In the 20th century, the company experienced financial difficulties as horse-drawn implements gave way to internal combustion engines. Furnace Farm Corp. was its new name in 1923, when it even made water heaters, but having been owned by creditors since 1920, it went bankrupt in 1925.

Underground
Railroad
Quakers organized a secret society in the 1840s that liberated more than 100,000 people. Many former slaves settled in northern states or Canada. Major routes ran through Adrian and Battle Creek, with prominent Cass participants, including Stephen Bogue, Zachariah Shugart, Joel East and Parker Osborn.
More than 100 free blacks lived in Calvin Center. Booker T. Washington visiting Chain Lake.
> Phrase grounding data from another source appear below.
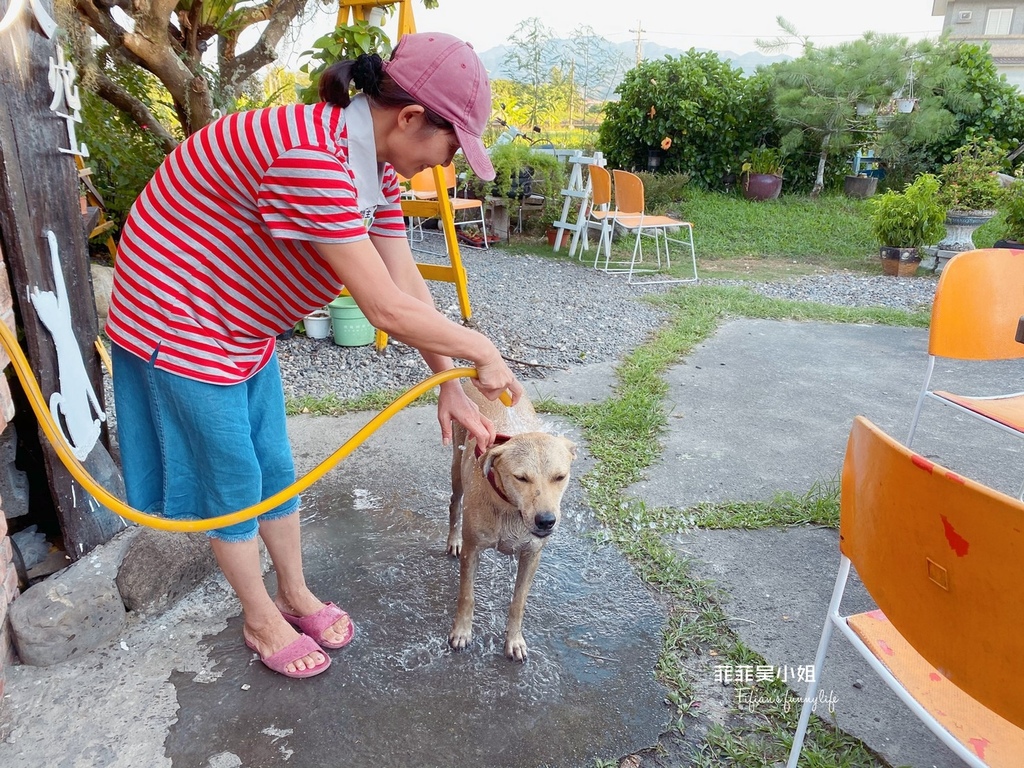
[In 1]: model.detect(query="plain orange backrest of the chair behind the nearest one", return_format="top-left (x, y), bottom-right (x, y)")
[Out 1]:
top-left (928, 248), bottom-right (1024, 360)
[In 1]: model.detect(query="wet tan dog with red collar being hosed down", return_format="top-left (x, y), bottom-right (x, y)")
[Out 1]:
top-left (447, 384), bottom-right (575, 662)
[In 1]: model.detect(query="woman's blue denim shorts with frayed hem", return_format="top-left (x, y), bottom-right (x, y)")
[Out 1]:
top-left (112, 344), bottom-right (299, 542)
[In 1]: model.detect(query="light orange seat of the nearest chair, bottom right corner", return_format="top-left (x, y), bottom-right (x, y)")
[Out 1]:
top-left (846, 610), bottom-right (1024, 768)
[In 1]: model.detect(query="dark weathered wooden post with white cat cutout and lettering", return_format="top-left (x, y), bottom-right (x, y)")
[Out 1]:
top-left (0, 0), bottom-right (125, 559)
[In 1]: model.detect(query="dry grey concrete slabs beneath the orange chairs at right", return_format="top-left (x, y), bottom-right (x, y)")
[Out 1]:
top-left (632, 319), bottom-right (1024, 768)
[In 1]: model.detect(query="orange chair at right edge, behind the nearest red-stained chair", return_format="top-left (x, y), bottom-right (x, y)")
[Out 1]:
top-left (906, 248), bottom-right (1024, 498)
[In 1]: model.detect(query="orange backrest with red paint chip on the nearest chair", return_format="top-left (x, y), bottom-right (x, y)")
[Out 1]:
top-left (840, 416), bottom-right (1024, 727)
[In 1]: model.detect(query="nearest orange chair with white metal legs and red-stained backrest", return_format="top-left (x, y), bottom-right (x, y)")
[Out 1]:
top-left (787, 416), bottom-right (1024, 768)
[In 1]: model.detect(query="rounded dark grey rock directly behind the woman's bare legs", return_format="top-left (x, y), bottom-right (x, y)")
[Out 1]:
top-left (117, 528), bottom-right (217, 613)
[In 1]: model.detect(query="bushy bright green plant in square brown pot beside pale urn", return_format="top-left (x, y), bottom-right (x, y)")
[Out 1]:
top-left (868, 173), bottom-right (946, 276)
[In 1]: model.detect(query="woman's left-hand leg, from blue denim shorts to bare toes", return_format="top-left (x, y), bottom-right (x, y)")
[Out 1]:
top-left (114, 346), bottom-right (326, 672)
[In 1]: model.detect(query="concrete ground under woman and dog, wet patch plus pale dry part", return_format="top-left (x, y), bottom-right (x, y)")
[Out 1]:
top-left (0, 393), bottom-right (672, 768)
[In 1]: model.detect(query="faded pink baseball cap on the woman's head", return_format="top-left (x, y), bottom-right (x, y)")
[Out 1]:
top-left (384, 32), bottom-right (495, 181)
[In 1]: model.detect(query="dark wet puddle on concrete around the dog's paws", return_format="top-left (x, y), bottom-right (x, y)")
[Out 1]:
top-left (166, 475), bottom-right (671, 768)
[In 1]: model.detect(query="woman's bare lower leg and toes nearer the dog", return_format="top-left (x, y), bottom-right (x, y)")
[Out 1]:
top-left (258, 513), bottom-right (349, 643)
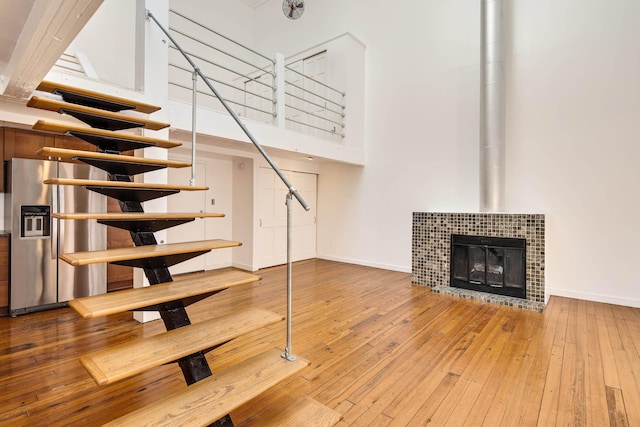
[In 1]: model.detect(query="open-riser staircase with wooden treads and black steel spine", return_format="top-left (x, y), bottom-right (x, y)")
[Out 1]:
top-left (27, 82), bottom-right (341, 426)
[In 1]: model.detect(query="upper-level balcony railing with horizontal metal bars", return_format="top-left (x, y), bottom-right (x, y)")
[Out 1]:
top-left (169, 10), bottom-right (346, 142)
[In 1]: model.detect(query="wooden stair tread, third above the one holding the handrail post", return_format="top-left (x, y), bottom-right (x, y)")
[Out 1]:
top-left (58, 239), bottom-right (242, 267)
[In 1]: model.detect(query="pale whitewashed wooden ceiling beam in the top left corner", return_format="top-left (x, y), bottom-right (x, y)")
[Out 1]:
top-left (0, 0), bottom-right (103, 98)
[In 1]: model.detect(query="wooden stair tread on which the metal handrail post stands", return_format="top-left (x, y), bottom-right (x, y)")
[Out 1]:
top-left (105, 349), bottom-right (309, 427)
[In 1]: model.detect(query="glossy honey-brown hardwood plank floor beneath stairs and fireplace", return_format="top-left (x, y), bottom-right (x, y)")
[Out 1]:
top-left (0, 260), bottom-right (640, 426)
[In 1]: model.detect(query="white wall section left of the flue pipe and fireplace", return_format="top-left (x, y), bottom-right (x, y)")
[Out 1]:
top-left (250, 0), bottom-right (479, 271)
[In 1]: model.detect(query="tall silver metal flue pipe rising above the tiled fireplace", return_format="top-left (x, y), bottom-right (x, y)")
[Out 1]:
top-left (480, 0), bottom-right (505, 212)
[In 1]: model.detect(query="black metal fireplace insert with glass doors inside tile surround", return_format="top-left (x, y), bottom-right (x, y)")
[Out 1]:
top-left (450, 234), bottom-right (527, 298)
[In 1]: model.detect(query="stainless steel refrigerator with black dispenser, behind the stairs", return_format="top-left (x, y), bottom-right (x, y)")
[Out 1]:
top-left (5, 159), bottom-right (107, 316)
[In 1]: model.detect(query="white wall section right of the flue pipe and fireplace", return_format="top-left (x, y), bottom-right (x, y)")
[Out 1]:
top-left (506, 0), bottom-right (640, 306)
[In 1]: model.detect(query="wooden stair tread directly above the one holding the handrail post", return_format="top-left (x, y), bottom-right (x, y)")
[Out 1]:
top-left (80, 308), bottom-right (284, 385)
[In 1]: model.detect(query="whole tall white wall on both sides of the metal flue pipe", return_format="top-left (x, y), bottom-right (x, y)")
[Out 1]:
top-left (250, 0), bottom-right (640, 306)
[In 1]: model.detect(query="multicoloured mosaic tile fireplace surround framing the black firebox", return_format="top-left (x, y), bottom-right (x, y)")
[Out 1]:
top-left (411, 212), bottom-right (545, 311)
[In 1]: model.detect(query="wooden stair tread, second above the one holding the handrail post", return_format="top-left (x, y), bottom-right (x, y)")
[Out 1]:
top-left (69, 270), bottom-right (261, 319)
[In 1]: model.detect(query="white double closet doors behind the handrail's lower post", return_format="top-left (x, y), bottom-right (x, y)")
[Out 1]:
top-left (256, 168), bottom-right (317, 268)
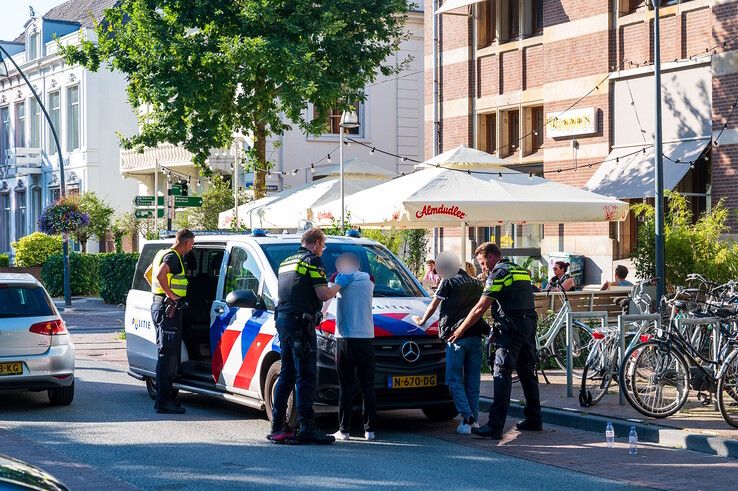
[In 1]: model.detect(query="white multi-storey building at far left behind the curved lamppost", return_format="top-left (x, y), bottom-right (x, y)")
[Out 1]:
top-left (0, 0), bottom-right (137, 256)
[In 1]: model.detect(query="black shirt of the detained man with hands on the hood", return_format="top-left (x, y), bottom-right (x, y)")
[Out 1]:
top-left (435, 269), bottom-right (489, 339)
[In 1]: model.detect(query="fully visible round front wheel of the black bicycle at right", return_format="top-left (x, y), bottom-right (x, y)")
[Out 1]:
top-left (620, 341), bottom-right (689, 418)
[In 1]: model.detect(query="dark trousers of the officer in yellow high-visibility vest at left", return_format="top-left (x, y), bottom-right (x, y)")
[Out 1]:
top-left (151, 297), bottom-right (182, 404)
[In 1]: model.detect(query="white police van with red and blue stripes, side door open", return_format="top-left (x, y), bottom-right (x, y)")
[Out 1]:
top-left (125, 231), bottom-right (456, 422)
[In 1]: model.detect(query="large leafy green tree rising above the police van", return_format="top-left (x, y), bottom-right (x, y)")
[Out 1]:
top-left (60, 0), bottom-right (408, 198)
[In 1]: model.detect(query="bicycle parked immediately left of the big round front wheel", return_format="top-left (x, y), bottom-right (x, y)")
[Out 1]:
top-left (579, 278), bottom-right (654, 407)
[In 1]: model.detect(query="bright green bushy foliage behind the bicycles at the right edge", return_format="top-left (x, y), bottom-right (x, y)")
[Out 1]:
top-left (632, 193), bottom-right (738, 287)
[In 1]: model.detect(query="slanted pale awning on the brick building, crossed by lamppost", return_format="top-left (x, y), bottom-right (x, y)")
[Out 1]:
top-left (584, 140), bottom-right (709, 199)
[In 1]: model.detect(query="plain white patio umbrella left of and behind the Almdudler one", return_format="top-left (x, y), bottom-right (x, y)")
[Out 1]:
top-left (218, 159), bottom-right (394, 229)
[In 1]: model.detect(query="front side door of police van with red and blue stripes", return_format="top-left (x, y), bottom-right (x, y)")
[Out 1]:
top-left (210, 244), bottom-right (273, 392)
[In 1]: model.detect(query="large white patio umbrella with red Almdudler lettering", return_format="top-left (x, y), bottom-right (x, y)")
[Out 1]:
top-left (314, 147), bottom-right (628, 260)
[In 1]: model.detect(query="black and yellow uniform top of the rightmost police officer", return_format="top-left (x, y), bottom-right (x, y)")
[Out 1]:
top-left (484, 258), bottom-right (535, 314)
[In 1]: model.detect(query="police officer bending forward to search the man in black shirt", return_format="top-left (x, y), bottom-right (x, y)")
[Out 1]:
top-left (449, 242), bottom-right (543, 440)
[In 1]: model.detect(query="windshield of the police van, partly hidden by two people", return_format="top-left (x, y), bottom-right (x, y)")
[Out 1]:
top-left (260, 243), bottom-right (425, 297)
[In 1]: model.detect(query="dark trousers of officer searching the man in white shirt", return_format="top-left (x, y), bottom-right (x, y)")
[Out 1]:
top-left (267, 318), bottom-right (318, 425)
A spy named Carpenter from Bourbon County, Ky., preceded 13 slave catchers in 1847. They began seeking their “property” in Battle Creek portraying “improved washing machine” salesmen. They went door to door and even wore badges identifying them as “runaway slave catchers.”
Christian told about Erastus Hussey, lead conductor on the Battle Creek line, ordering them to leave and warning Shugart and Bogue. His letter didn’t arrive in time. Slave catchers in Cass captured four “fugitives,” including a woman and a baby. Greeted by angry abolitionists and free blacks, outnumbered Kentuckians surrendered and agreed to appear in court the next morning at nine. Their claim of ownership was denied.
Lawsuits were filed the following year, but they were never received compensation for their lost property.